4. Снова в колхозе

Лето 55-го года у меня снова, как и после первого курса, началось с двухнедельной поездки в колхоз. Всю весеннюю сессию я довольно уверенно сдал на отлично, так что настроение было хорошее. Выехали мы в колхоз 1 июля. За день до этого у меня много времени ушло на то, чтобы договориться о транспорте. И косвенным результатом этих переговоров явилась такая забавная ситуация. Я сидел на телефоне в университетском комитете комсомола, дозванивался до колхоза, куда мы должны ехать. В это время туда зашел секретарь комитета, поискал своего заместителя, никого не нашел и попросил меня вместо него пойти в качестве представителя университета в Летний театр в Парк культуры на вечер московских студентов, посвященный окончанию учебного года.
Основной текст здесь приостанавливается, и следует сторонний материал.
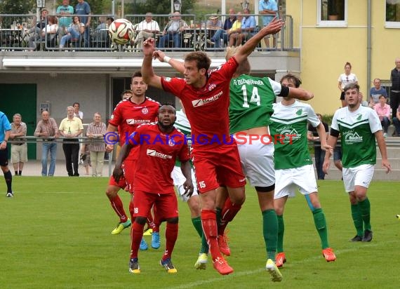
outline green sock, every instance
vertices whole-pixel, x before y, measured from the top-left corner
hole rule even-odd
[[[364,223],[364,229],[366,230],[371,231],[371,222],[370,222],[371,204],[369,203],[369,199],[368,198],[366,198],[365,200],[359,201],[359,206],[360,206],[360,212],[361,213],[361,217]]]
[[[276,250],[278,253],[284,252],[284,234],[285,233],[285,223],[284,222],[284,215],[276,215],[278,218],[278,243]]]
[[[275,261],[278,243],[278,219],[275,210],[262,212],[262,234],[267,249],[267,259]]]
[[[201,227],[201,218],[200,217],[196,217],[192,219],[192,222],[193,223],[193,227],[196,229],[197,234],[201,238],[201,248],[200,249],[200,253],[208,253],[208,245],[207,244],[207,241],[204,236],[203,236],[203,227]]]
[[[322,209],[319,208],[313,210],[312,215],[314,217],[314,224],[315,224],[315,227],[321,239],[321,246],[323,249],[328,248],[328,229],[326,228],[326,220]]]
[[[360,206],[358,203],[350,206],[352,209],[352,217],[353,218],[353,223],[357,231],[357,236],[362,237],[364,234],[363,227],[363,218],[361,217],[361,211]]]

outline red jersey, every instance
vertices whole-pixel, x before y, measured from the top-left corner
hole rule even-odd
[[[232,58],[208,72],[201,88],[186,83],[183,79],[162,77],[164,90],[179,98],[192,127],[194,150],[209,150],[221,144],[234,145],[229,135],[229,83],[238,64]]]
[[[131,99],[119,102],[115,107],[109,123],[118,127],[119,144],[125,144],[126,137],[131,135],[138,126],[155,121],[160,107],[159,102],[146,97],[143,102],[137,105]],[[137,148],[131,151],[126,159],[137,159]]]
[[[168,135],[161,133],[156,123],[139,126],[128,139],[139,147],[134,191],[175,194],[171,174],[178,156],[181,161],[189,159],[185,135],[174,128]],[[140,144],[140,145],[138,145]]]

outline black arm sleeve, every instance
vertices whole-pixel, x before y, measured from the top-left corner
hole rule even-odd
[[[339,137],[339,130],[336,130],[332,128],[331,128],[331,135],[335,137]]]
[[[278,96],[282,96],[286,98],[289,95],[289,88],[287,86],[282,86],[281,89],[281,93],[278,95]]]

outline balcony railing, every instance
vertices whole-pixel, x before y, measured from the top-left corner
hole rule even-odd
[[[49,15],[56,16],[56,15]],[[75,15],[71,15],[71,19]],[[82,15],[76,15],[82,17]],[[156,46],[160,50],[175,51],[222,51],[228,45],[227,41],[220,41],[220,47],[211,41],[217,29],[207,27],[207,21],[212,15],[204,15],[204,18],[196,18],[194,15],[182,14],[180,18],[184,23],[179,31],[168,29],[168,22],[171,21],[171,15],[152,15],[152,20],[158,24],[159,31],[154,31],[151,36],[156,40]],[[229,15],[219,15],[219,20],[222,23]],[[254,30],[249,36],[257,33],[262,28],[262,15],[252,14],[256,23]],[[0,51],[126,51],[140,52],[141,49],[140,23],[145,20],[145,15],[126,15],[125,18],[131,21],[134,28],[133,37],[126,45],[117,45],[111,41],[108,34],[108,25],[110,22],[107,18],[113,18],[110,15],[92,15],[90,27],[85,29],[82,34],[78,37],[70,37],[60,47],[62,36],[67,33],[68,27],[58,25],[57,30],[48,31],[47,19],[43,24],[39,24],[34,15],[3,14],[0,15]],[[290,51],[293,49],[293,18],[291,15],[285,15],[285,27],[276,35],[276,45],[267,47],[262,41],[257,48],[258,51]],[[166,27],[167,28],[165,31]],[[44,28],[42,28],[44,27]],[[153,29],[152,29],[153,30]],[[156,30],[155,29],[154,30]],[[51,33],[53,32],[53,33]],[[146,36],[148,34],[145,34]],[[213,39],[215,40],[215,39]],[[243,43],[246,41],[244,39]],[[62,41],[64,42],[64,41]],[[213,43],[213,42],[214,43]],[[269,39],[269,43],[273,41]]]

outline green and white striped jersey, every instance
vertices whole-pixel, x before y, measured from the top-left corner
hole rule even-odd
[[[342,163],[344,168],[376,163],[374,133],[382,130],[375,110],[366,107],[350,112],[347,107],[338,109],[331,128],[340,132]]]
[[[189,120],[187,119],[187,116],[186,116],[183,110],[180,109],[176,112],[176,120],[175,121],[173,126],[185,135],[187,141],[187,146],[190,151],[192,147],[192,128],[190,127]],[[190,163],[192,166],[193,166],[192,161],[190,161]],[[175,165],[179,167],[180,166],[180,161],[179,161],[178,158],[176,159]]]
[[[295,100],[291,105],[275,103],[273,109],[269,130],[275,147],[275,169],[312,164],[307,140],[307,121],[314,127],[320,121],[311,105]]]

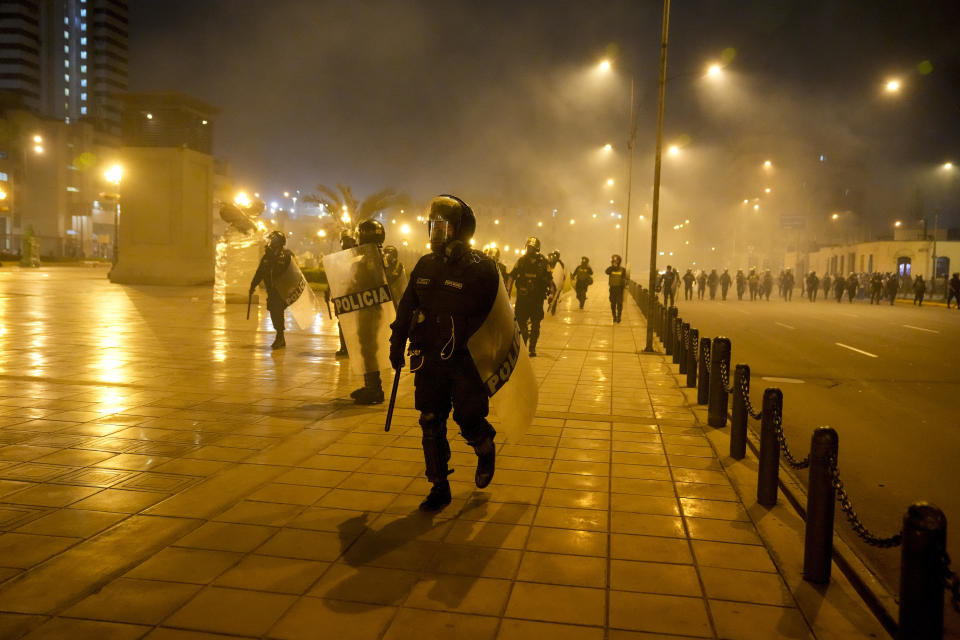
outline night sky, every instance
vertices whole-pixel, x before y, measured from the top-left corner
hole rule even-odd
[[[638,0],[139,1],[130,85],[220,108],[217,155],[251,190],[345,182],[576,214],[614,192],[622,202],[632,73],[642,212],[660,11]],[[849,205],[882,224],[919,189],[949,215],[934,169],[960,162],[958,34],[951,1],[674,2],[665,143],[683,146],[687,168],[665,164],[665,216],[752,195],[765,157],[792,194],[781,207],[797,213]],[[735,56],[710,86],[703,70],[726,49]],[[885,95],[893,76],[903,89]],[[606,142],[617,159],[598,159]]]

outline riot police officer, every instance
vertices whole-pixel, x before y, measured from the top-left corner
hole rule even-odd
[[[466,345],[493,307],[500,281],[493,261],[470,248],[477,222],[465,202],[449,195],[434,198],[428,224],[431,253],[417,262],[400,299],[390,362],[403,368],[409,337],[414,403],[426,475],[433,483],[420,509],[437,511],[451,499],[446,427],[451,408],[460,433],[477,453],[476,485],[483,488],[493,479],[496,432],[487,421],[487,391]]]
[[[587,301],[587,288],[591,284],[593,284],[593,267],[590,266],[590,258],[583,256],[580,258],[580,264],[573,270],[573,288],[577,292],[581,309]]]
[[[623,315],[623,290],[627,288],[627,270],[620,265],[620,256],[610,257],[610,266],[605,273],[610,285],[610,311],[613,312],[613,321],[620,322]]]
[[[380,247],[386,239],[386,233],[383,225],[378,220],[367,218],[357,224],[357,245],[375,244]],[[382,258],[381,258],[382,259]],[[374,268],[368,268],[365,271],[374,272]],[[387,276],[389,283],[389,275]],[[393,290],[391,288],[391,293]],[[377,350],[380,345],[377,344],[377,337],[380,333],[380,307],[371,309],[369,315],[364,314],[357,317],[357,331],[360,334],[360,357],[365,362],[376,360]],[[350,393],[357,404],[380,404],[383,402],[383,382],[380,379],[379,371],[369,371],[363,374],[363,386]]]
[[[530,356],[536,357],[540,322],[543,320],[543,301],[554,290],[550,265],[540,253],[538,238],[527,238],[524,254],[510,272],[510,281],[517,285],[514,311],[517,324],[520,325],[520,335],[530,348]]]
[[[277,332],[277,337],[271,349],[282,349],[287,346],[283,337],[284,323],[283,312],[287,304],[277,291],[277,279],[280,278],[290,267],[290,261],[293,259],[293,253],[285,247],[287,236],[282,231],[271,231],[267,235],[267,248],[260,258],[260,264],[257,266],[257,272],[253,275],[250,282],[250,294],[253,295],[257,285],[263,282],[267,289],[267,310],[270,312],[270,320],[273,322],[273,328]]]

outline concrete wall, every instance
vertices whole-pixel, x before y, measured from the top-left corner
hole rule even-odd
[[[124,147],[119,260],[125,284],[213,282],[213,157],[189,149]]]

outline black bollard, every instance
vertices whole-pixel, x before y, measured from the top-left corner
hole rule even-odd
[[[710,338],[700,338],[700,361],[697,370],[697,404],[707,404],[710,400],[710,370],[707,360],[710,359]]]
[[[780,472],[780,441],[776,416],[783,412],[783,393],[771,388],[763,392],[760,418],[760,461],[757,470],[757,502],[765,507],[777,504],[777,478]]]
[[[664,331],[663,336],[663,348],[666,351],[668,356],[672,356],[674,352],[674,347],[676,346],[673,343],[673,323],[677,319],[677,308],[670,307],[667,309],[667,328]]]
[[[720,368],[727,368],[730,375],[730,340],[724,337],[713,339],[710,348],[710,389],[709,407],[707,408],[707,424],[711,427],[722,428],[727,426],[727,389],[724,387]]]
[[[743,460],[747,455],[747,399],[743,388],[750,384],[750,366],[738,364],[733,371],[733,408],[730,414],[730,457]]]
[[[678,344],[680,345],[680,349],[679,349],[680,361],[677,363],[680,365],[680,368],[678,370],[680,375],[683,375],[687,372],[687,365],[689,364],[688,362],[689,356],[687,355],[687,346],[690,344],[689,335],[690,335],[690,323],[681,322],[680,323],[680,340],[678,342]]]
[[[839,440],[831,427],[818,427],[810,438],[810,486],[807,490],[807,528],[803,542],[803,579],[830,582],[833,558],[833,488],[830,460],[837,459]]]
[[[943,557],[947,517],[932,504],[910,505],[900,550],[900,640],[943,637]]]
[[[687,388],[697,386],[697,348],[700,344],[700,330],[690,329],[687,333]]]

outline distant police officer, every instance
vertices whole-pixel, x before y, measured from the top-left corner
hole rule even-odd
[[[284,245],[287,244],[287,236],[282,231],[271,231],[267,235],[267,248],[263,257],[260,258],[260,264],[257,266],[257,272],[253,275],[250,282],[250,294],[252,295],[257,285],[263,282],[267,289],[267,310],[270,312],[270,320],[273,322],[273,328],[277,332],[277,337],[271,349],[282,349],[287,346],[283,337],[283,312],[287,308],[283,296],[277,290],[277,281],[290,267],[290,260],[293,254]]]
[[[500,279],[493,261],[470,248],[477,222],[466,203],[455,196],[434,198],[428,224],[431,253],[417,262],[400,299],[390,362],[403,368],[409,337],[414,404],[426,475],[433,483],[420,509],[437,511],[450,503],[446,424],[451,408],[460,433],[477,453],[476,485],[483,488],[493,478],[496,432],[487,422],[487,391],[466,344],[493,307]]]
[[[623,290],[627,288],[627,270],[620,265],[620,256],[614,254],[610,258],[610,266],[605,273],[610,285],[610,311],[613,312],[613,321],[620,322],[623,315]]]
[[[593,267],[590,266],[590,258],[583,256],[580,258],[580,264],[573,270],[573,288],[577,292],[581,309],[587,301],[587,288],[591,284],[593,284]]]
[[[540,339],[540,322],[543,320],[543,301],[554,290],[553,276],[547,259],[540,253],[540,240],[527,238],[524,254],[510,272],[511,282],[517,285],[517,304],[514,311],[520,335],[523,336],[530,355],[537,355],[537,340]]]
[[[375,244],[379,247],[383,244],[386,233],[384,232],[383,225],[380,224],[379,221],[368,218],[361,220],[357,224],[356,237],[358,245]],[[396,250],[394,249],[394,251]],[[399,262],[397,264],[399,264]],[[368,272],[375,270],[374,268],[366,269]],[[402,270],[400,273],[403,273]],[[389,284],[389,275],[387,278]],[[392,292],[393,290],[391,288],[391,293]],[[377,337],[380,332],[379,320],[381,313],[380,307],[377,306],[371,309],[371,313],[362,314],[357,317],[357,330],[360,333],[360,357],[363,358],[364,361],[376,359],[375,354],[379,348]],[[383,402],[383,383],[380,380],[380,372],[371,371],[363,374],[363,386],[351,392],[350,397],[353,398],[357,404],[380,404]]]

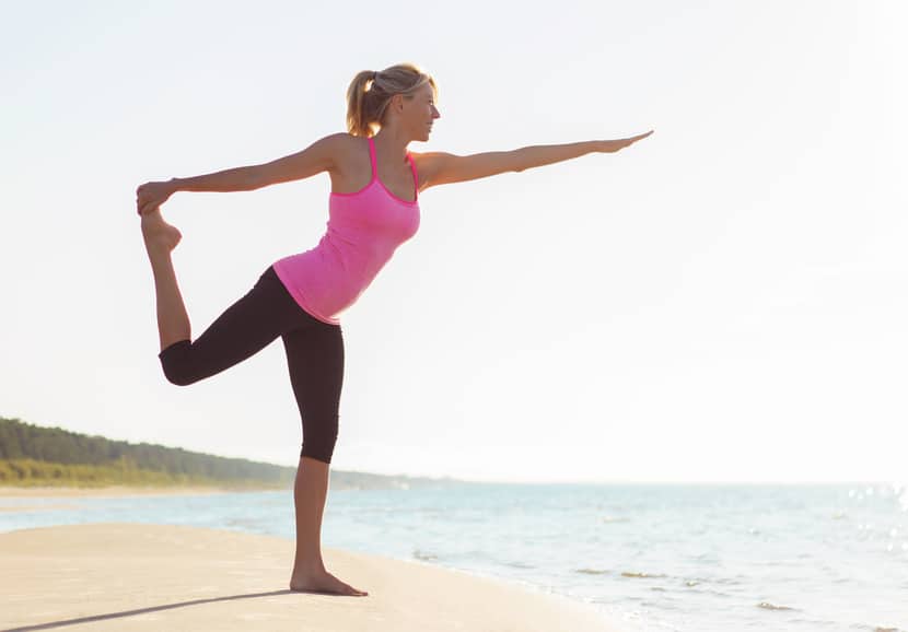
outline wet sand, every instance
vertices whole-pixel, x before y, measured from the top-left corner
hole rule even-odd
[[[0,630],[617,632],[592,607],[502,581],[323,548],[368,597],[287,588],[293,542],[93,524],[0,534]]]

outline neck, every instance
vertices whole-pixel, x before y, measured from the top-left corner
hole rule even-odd
[[[404,134],[400,128],[395,126],[383,127],[375,134],[375,151],[400,162],[407,160],[407,145],[409,143],[410,139]]]

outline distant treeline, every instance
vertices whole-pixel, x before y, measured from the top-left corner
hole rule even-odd
[[[216,485],[290,488],[296,468],[178,447],[131,444],[0,417],[0,485]],[[333,490],[443,489],[450,478],[330,470]]]
[[[0,417],[0,484],[289,487],[295,468],[131,444]]]

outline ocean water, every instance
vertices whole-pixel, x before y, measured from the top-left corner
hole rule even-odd
[[[16,504],[31,510],[0,512],[0,531],[147,522],[294,534],[291,491],[0,499]],[[331,491],[322,543],[568,596],[628,632],[908,632],[897,484]]]

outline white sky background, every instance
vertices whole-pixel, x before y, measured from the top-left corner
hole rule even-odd
[[[0,2],[0,414],[295,465],[279,342],[164,381],[135,189],[299,151],[414,61],[442,114],[414,151],[655,133],[423,192],[342,317],[336,468],[908,479],[905,2],[136,4]],[[164,206],[196,336],[329,190]]]

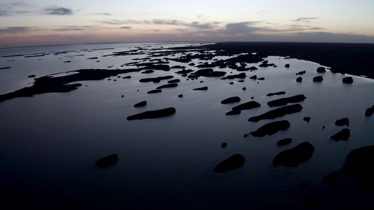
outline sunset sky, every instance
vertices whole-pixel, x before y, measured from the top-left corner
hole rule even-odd
[[[0,48],[99,43],[374,43],[373,0],[0,0]]]

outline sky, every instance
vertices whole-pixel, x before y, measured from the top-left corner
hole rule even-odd
[[[374,43],[373,0],[0,0],[0,48],[92,43]]]

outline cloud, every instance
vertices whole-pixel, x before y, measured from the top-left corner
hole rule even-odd
[[[292,21],[299,21],[302,22],[310,22],[310,20],[315,20],[316,19],[318,19],[318,17],[313,17],[313,18],[299,18],[296,20]]]
[[[93,12],[91,13],[93,15],[113,15],[113,14],[104,12]]]
[[[32,30],[36,30],[37,27],[6,27],[0,28],[0,34],[14,34],[18,33],[26,33]]]
[[[44,9],[42,13],[51,15],[70,15],[73,14],[73,10],[56,6],[51,6]]]
[[[176,19],[153,19],[150,21],[147,20],[136,20],[129,19],[121,21],[112,19],[109,21],[98,21],[99,22],[112,25],[123,25],[125,24],[137,24],[142,25],[169,25],[192,27],[199,29],[212,29],[221,23],[218,22],[200,23],[194,21],[187,22]]]
[[[7,11],[5,10],[0,10],[0,17],[1,16],[9,16],[9,14]]]

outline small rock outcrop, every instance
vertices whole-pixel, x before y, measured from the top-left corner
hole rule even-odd
[[[234,155],[217,165],[214,171],[216,173],[223,173],[231,171],[242,167],[245,162],[245,158],[242,155]]]
[[[344,77],[343,78],[343,82],[344,83],[352,83],[353,82],[353,79],[352,77]]]
[[[317,72],[319,73],[324,73],[326,72],[326,70],[325,69],[325,67],[318,67],[317,69]]]
[[[222,104],[230,104],[231,103],[234,103],[235,102],[238,102],[240,101],[241,99],[240,98],[237,96],[234,96],[233,97],[230,97],[228,98],[227,98],[224,100],[223,100],[221,102],[221,103]],[[233,109],[234,110],[234,109]]]
[[[312,157],[314,147],[310,143],[303,142],[294,148],[281,152],[273,161],[275,167],[283,166],[285,167],[297,167],[300,164],[306,162]]]
[[[150,90],[148,91],[147,92],[147,93],[160,93],[161,92],[161,90]]]
[[[235,114],[239,114],[241,113],[242,111],[239,110],[232,110],[226,113],[226,115],[234,115]]]
[[[144,106],[145,105],[147,105],[147,101],[144,101],[134,105],[134,107],[140,107],[141,106]]]
[[[258,116],[252,117],[248,119],[248,121],[250,122],[257,122],[261,120],[275,119],[278,117],[301,111],[302,109],[303,106],[298,104],[292,104],[273,109]]]
[[[178,86],[178,84],[176,83],[172,83],[162,85],[159,87],[157,87],[156,88],[156,89],[162,89],[163,88],[167,88],[168,87],[177,87]]]
[[[105,169],[113,165],[118,161],[118,157],[117,154],[111,155],[96,161],[95,166],[100,169]]]
[[[291,138],[287,138],[286,139],[279,140],[277,142],[277,146],[283,146],[285,144],[289,143],[292,142],[292,139]]]
[[[336,134],[330,138],[335,142],[338,142],[340,140],[346,141],[350,136],[350,130],[347,128],[343,129],[341,131],[338,132]]]
[[[335,125],[338,126],[349,126],[349,120],[347,118],[342,118],[340,120],[338,120],[335,122]]]
[[[322,76],[318,76],[313,77],[313,82],[321,82],[323,80],[324,80],[324,78]]]
[[[310,117],[304,117],[303,120],[304,121],[306,121],[309,123],[309,121],[310,120]]]
[[[252,135],[255,137],[262,137],[266,135],[271,136],[280,130],[287,130],[290,125],[289,122],[287,120],[269,123],[263,126],[256,131],[251,132],[249,134],[245,135],[244,138],[246,138],[248,135]]]
[[[303,94],[294,96],[288,98],[285,98],[275,100],[267,102],[267,105],[270,106],[275,106],[285,105],[289,103],[297,103],[303,101],[306,97]]]
[[[267,95],[266,95],[266,96],[272,96],[274,95],[282,95],[283,94],[286,94],[286,92],[282,91],[282,92],[278,92],[278,93],[268,93]]]
[[[127,117],[127,120],[134,120],[153,119],[166,117],[171,115],[175,113],[175,109],[173,107],[170,107],[158,110],[147,111],[130,116]]]
[[[233,107],[232,109],[233,110],[245,110],[246,109],[250,109],[256,107],[259,107],[261,106],[261,105],[258,103],[252,101],[244,104],[242,104],[240,105],[238,105],[236,106]]]
[[[192,89],[193,90],[206,90],[208,89],[208,87],[199,87],[199,88],[195,88],[195,89]]]

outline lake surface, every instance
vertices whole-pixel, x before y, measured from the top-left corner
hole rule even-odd
[[[120,66],[138,61],[132,59],[146,56],[101,57],[113,52],[136,47],[151,49],[163,47],[166,50],[193,44],[203,47],[199,43],[124,43],[0,50],[1,57],[52,50],[114,48],[41,57],[0,58],[0,68],[11,67],[0,70],[0,94],[31,86],[34,78],[27,77],[30,75],[38,78],[82,69],[106,69],[111,66],[112,68],[130,68],[134,67]],[[85,55],[64,57],[81,54]],[[181,55],[177,53],[176,56]],[[86,59],[93,57],[99,58]],[[166,57],[172,58],[153,59]],[[187,77],[175,73],[181,69],[155,70],[150,74],[133,72],[119,75],[130,75],[130,79],[114,76],[111,80],[107,78],[79,81],[74,83],[83,85],[70,92],[0,102],[0,182],[5,194],[0,207],[300,209],[305,208],[303,202],[307,195],[317,199],[318,209],[349,209],[358,203],[369,205],[374,190],[357,191],[355,183],[346,175],[337,183],[323,185],[321,182],[328,173],[341,168],[351,150],[374,144],[374,117],[365,116],[366,109],[374,104],[374,80],[352,76],[353,83],[343,83],[342,79],[350,75],[328,70],[318,73],[316,70],[321,66],[317,64],[283,58],[266,58],[278,67],[258,67],[258,70],[251,72],[243,72],[247,75],[245,79],[220,80],[220,77],[201,77],[187,81]],[[13,59],[15,61],[7,61]],[[67,61],[71,62],[63,63]],[[187,66],[188,63],[169,61],[167,65],[171,67],[180,65],[186,66],[186,69],[199,69]],[[192,61],[196,64],[202,61],[206,62]],[[286,64],[289,68],[284,67]],[[247,67],[260,64],[248,64]],[[212,68],[226,71],[226,75],[242,72],[229,68]],[[295,75],[304,70],[306,74]],[[254,75],[265,80],[249,78]],[[147,92],[167,84],[170,80],[156,83],[139,81],[142,78],[169,75],[181,81],[178,87],[163,89],[161,93]],[[318,75],[323,76],[323,81],[313,82],[313,77]],[[296,82],[299,76],[303,81]],[[244,82],[235,81],[242,79]],[[234,84],[229,84],[231,81]],[[207,90],[192,90],[205,86]],[[244,87],[246,90],[242,90]],[[286,94],[266,96],[280,91],[285,91]],[[180,94],[183,97],[178,98]],[[301,112],[275,120],[248,121],[251,117],[278,108],[269,107],[266,105],[269,101],[299,94],[307,98],[299,103],[303,107]],[[235,96],[240,97],[241,102],[220,103]],[[147,101],[147,106],[133,107],[143,101]],[[233,107],[251,101],[261,106],[243,111],[238,115],[225,115]],[[144,111],[171,107],[175,108],[176,112],[168,117],[126,119]],[[311,117],[309,123],[303,121],[305,117]],[[334,124],[337,120],[345,117],[350,121],[349,139],[338,142],[329,139],[346,128]],[[264,137],[243,137],[267,123],[283,120],[291,123],[287,130]],[[324,130],[323,126],[326,126]],[[285,138],[292,138],[292,143],[277,146],[277,141]],[[273,160],[278,154],[305,141],[315,147],[310,160],[297,167],[273,166]],[[227,146],[221,148],[223,142]],[[117,163],[105,169],[95,167],[96,160],[113,154],[117,154]],[[236,154],[246,158],[242,167],[222,174],[213,172],[216,165]]]

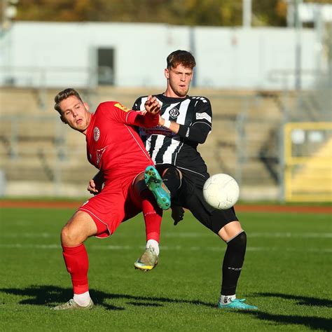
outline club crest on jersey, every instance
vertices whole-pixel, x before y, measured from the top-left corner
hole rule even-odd
[[[100,137],[100,130],[98,127],[95,127],[95,129],[93,130],[93,138],[95,139],[95,141],[97,141],[99,139]]]
[[[179,114],[180,111],[177,109],[174,108],[170,111],[170,116],[173,119],[177,118]]]
[[[100,163],[100,160],[101,160],[102,157],[102,155],[105,152],[106,148],[107,148],[107,146],[105,146],[104,148],[99,148],[99,150],[97,150],[97,151],[96,151],[96,153],[97,153],[97,160],[96,160],[97,166],[99,166],[99,165]]]
[[[119,102],[117,102],[116,104],[114,104],[114,106],[116,107],[118,107],[118,109],[122,109],[123,111],[125,111],[125,112],[129,112],[129,111],[130,111],[125,106],[123,106],[122,104],[120,104]]]

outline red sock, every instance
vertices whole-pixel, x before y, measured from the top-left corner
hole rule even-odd
[[[83,244],[78,247],[62,246],[67,270],[70,273],[74,293],[82,294],[89,290],[88,270],[89,260]]]
[[[159,243],[162,210],[157,205],[157,203],[155,203],[154,198],[150,191],[143,191],[141,193],[141,197],[146,241],[155,240]],[[153,204],[151,202],[153,202]]]

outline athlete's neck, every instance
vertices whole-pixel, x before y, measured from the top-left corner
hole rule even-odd
[[[167,90],[162,94],[162,95],[170,98],[186,98],[187,97],[187,95],[185,96],[180,96],[173,91],[168,91]]]

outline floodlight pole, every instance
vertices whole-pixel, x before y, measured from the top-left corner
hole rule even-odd
[[[295,90],[299,91],[301,90],[301,29],[302,22],[300,19],[298,12],[298,5],[302,3],[302,0],[294,0],[294,14],[295,14]]]
[[[242,27],[251,27],[251,0],[242,0]]]

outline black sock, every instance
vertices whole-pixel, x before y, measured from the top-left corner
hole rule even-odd
[[[162,181],[171,192],[171,198],[174,198],[181,187],[180,174],[177,169],[174,167],[167,168],[162,175]]]
[[[247,234],[244,231],[235,236],[227,244],[223,263],[222,295],[234,295],[237,280],[241,273],[247,247]]]

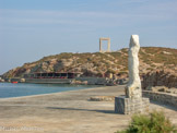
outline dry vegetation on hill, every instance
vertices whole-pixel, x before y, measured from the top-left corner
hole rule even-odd
[[[170,70],[177,73],[177,49],[142,47],[139,52],[140,74],[155,70]],[[87,76],[103,76],[106,73],[128,73],[128,49],[116,52],[60,53],[25,63],[3,74],[5,77],[22,77],[33,72],[81,72]]]

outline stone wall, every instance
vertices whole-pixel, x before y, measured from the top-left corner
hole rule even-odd
[[[164,105],[170,105],[177,109],[177,95],[176,94],[151,92],[151,90],[143,90],[142,94],[144,97],[149,97],[150,100],[152,101],[157,101]]]
[[[143,75],[142,87],[146,89],[150,86],[166,86],[177,88],[177,73],[169,70],[149,72]]]

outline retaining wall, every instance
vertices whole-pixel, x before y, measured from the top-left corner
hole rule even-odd
[[[150,98],[150,100],[157,101],[164,105],[170,105],[177,109],[177,95],[176,94],[151,92],[151,90],[143,90],[142,94],[144,97]]]

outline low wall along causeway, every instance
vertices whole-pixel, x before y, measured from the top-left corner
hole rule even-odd
[[[152,92],[152,90],[143,90],[142,94],[144,97],[149,97],[150,100],[157,101],[164,105],[169,105],[177,109],[177,95],[176,94]]]

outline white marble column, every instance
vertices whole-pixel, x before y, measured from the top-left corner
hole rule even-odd
[[[140,50],[139,36],[131,35],[129,45],[129,58],[128,58],[129,83],[126,86],[126,97],[128,98],[142,97],[141,81],[139,76],[139,57],[138,57],[139,50]]]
Пригласительный билет, который он мне дал, оказался в президиум, и во время торжественной части мне действительно пришлось сидеть в президиуме вместе с министром высшего образования Елютиным и еще каким-то начальством.

Для поездки в колхоз нам не удалось достать автобус. Дали нам только открытый грузовик, в кузове которого были установлены скамейки. На нем мы доехали до деревни Клементьево в том же Можайском районе, в котором работали и прошлым летом. На этот раз у нас было две бригады – моя, в которой было несколько человек из моей группы и математики из других групп, и бригада, состоящая целиком из астрономов со своим бригадиром Жорой Христофоровым. Но фактически мы были единой бригадой, и с Жорой мы без труда согласовывали все общие дела. Отделение астрономии входило в состав нашего факультета до следующего, 1956 года, когда оно вместе с астрономическим институтом (ГАИШ) было переведено на физфак. С нашими астрономами я до этого был мало знаком, так что только в колхозе познакомился поближе. Нас сразу всех вместе поселили на чердаке какого-то амбара. Там и спали на полу в рядок, на сене, у одной стенки – женская спальня, у другой – мужская. Так сложилось, что на меня легла обязанность рано утром будить обе бригады, и одна из наших девочек Галя Ким много лет спустя при встречах часто мне говорила, что при воспоминании об этом лете в колхозе у нее сразу в ушах раздается моя беспощадная команда «Подъем!»

Как и в прошлом году, работали мы в основном на уборке сена и на прополке. Эта наша поездка в колхоз понравилась мне больше прошлогодней. Сложилась более дружная компания, и жили мы повеселее. Во многом этому способствовала сплоченная группа астрономов. Они уже с первого курса были вместе. Среди них я особенно симпатизировал двоим подругам, с которыми часто общался. Одна из них, миниатюрная Мила, была старостой их группы. Мне нравилась ее манера с серьезным видом объяснять какие-нибудь очевидные вещи, и при этом было трудно понять, дурачится она или всерьез. Она была мерзлячка, и когда мы вечерами собирались и пели у костра, она жаловалась, что у нее замерзают ноги, и тогда мы с ней начинали под песни что-нибудь вытанцовывать. А ее подруга Альбина хорошо пела, но перед концертом, который мы запланировали на один из наших последних дней в колхозе, она слегка простудилась, и мы ее лечили горячим молоком.

В моей бригаде было несколько человек из моей учебной группы, в том числе Римма и Володя Кузьминов, с которым мы часто спорили на философские темы. Меня тогда все еще волновали навеянные чтением эпилога «Войны и мира» идеи о предопределенности всей нашей сознательной активности, о чем я уже писал раньше, в первой части книги. А Римма в нашей бригаде была моей главной надежной союзницей и была моим агентом влияния на девочек, которые иногда выражали недовольство тем, что мальчики им мало помогают на кухне. Римма была очень хозяйственной и даже считала, что девочки, в основном, сами могут справиться по кухне, но все же на дежурство я обычно назначал смешанные пары. Мы сами себе готовили обеды и все остальное из продуктов, выделенных колхозом. Иногда что-то докупали в магазине, особенно тогда, когда был повод что-то отпраздновать. Еще в первые дни нашей жизни в деревне мы отметили двадцатилетие Риммы. К этому юбилею мы присоединили день рождения Лени Бокутя, который, правда, до двадцатилетия еще не дорос, ему исполнилось только девятнадцать. Лишь намного позднее я узнал, что наш очень скромный улыбчивый Леня в детстве пережил страшные трагические события во время немецкой оккупации Белоруссии. Его мать, которая была еврейкой, сначала избежала концлагеря, скрываясь вместе с детьми в крестьянской избе родственников своего мужа-белоруса, отца Лени, а потом какой-то знакомый полицай ее выдал немцам, и она была расстреляна чуть ли не на глазах Лени. Кстати, и Леня, и Володя Кузьминов в будущем стали известными математиками и всю жизнь проработали в Новосибирском Академгородке.